Monday, July 28, 2014

Arbor

One of the things that makes trees so easy to admire is that, for the most part, they’re older than you.

All of the big ones—the massive American elm down the street, the huge Coast Redwood in Volunteer Park, the giant-sized Bigleaf Maples all over the place—have seen at least a hundred summers, meaning they were around before I was, a feature of the world (at least the world where I live) that becomes less common with every passing day.

Many of the buildings the pre-date me are being torn down to make room for brand-new condominium developments and a good number of the people who peopled the earth before I did are making their ways off to the great beyond.  The old trees, however, are, for the most part, still sticking around to see what’s going to happen in the current century and probably, for many of them (unlike me) the one after that.

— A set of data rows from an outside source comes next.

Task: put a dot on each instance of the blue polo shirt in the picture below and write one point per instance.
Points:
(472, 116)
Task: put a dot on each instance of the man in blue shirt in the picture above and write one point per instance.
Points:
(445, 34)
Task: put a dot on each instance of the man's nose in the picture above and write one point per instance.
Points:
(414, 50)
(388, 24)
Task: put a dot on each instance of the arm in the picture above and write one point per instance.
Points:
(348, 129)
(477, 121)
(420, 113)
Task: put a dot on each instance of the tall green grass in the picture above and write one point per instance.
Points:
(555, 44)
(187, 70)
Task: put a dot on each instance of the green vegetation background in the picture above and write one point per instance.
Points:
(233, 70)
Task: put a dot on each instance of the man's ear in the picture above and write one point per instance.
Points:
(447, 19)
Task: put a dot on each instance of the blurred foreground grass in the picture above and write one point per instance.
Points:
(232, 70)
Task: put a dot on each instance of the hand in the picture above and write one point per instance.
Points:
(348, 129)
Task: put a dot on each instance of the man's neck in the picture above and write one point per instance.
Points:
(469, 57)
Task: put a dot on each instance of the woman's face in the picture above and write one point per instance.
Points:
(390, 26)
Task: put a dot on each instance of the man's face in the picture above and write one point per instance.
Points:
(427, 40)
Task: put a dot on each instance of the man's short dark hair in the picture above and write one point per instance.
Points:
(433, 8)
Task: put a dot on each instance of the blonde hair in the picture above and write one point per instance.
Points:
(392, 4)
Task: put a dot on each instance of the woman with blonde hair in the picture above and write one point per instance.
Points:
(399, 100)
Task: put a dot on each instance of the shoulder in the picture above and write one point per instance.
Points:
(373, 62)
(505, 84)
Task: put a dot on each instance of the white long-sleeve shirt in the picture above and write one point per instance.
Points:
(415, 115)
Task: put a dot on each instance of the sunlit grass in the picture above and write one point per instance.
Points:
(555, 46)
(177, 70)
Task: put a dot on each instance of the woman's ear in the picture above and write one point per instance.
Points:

A team of arborists did just remove an ancient maple tree down the block whose trunk had split apart in a recent storm, but they left the mighty base of it to serve as a reminder of its presence and a pretty cool throne on the parking strip of the house it used to dominate.  That seems like a decent model for one’s own demise: to fall apart quickly in a single event but be able to have a memory of you remain for little kids and lovers to enjoy after you’re gone.

It’s a bit too woo-woo to imagine that the trees remember the events they’ve witnessed during their lives, but it makes scientific sense to assume that the conditions under which they grew are somehow embodied in their cells.  The black locust across the street from my house doesn’t literarlly recall Seattle’s development over the past 150 years; it does, however contain molecules that were around before 1900; in that sense, its memory is way better than mine.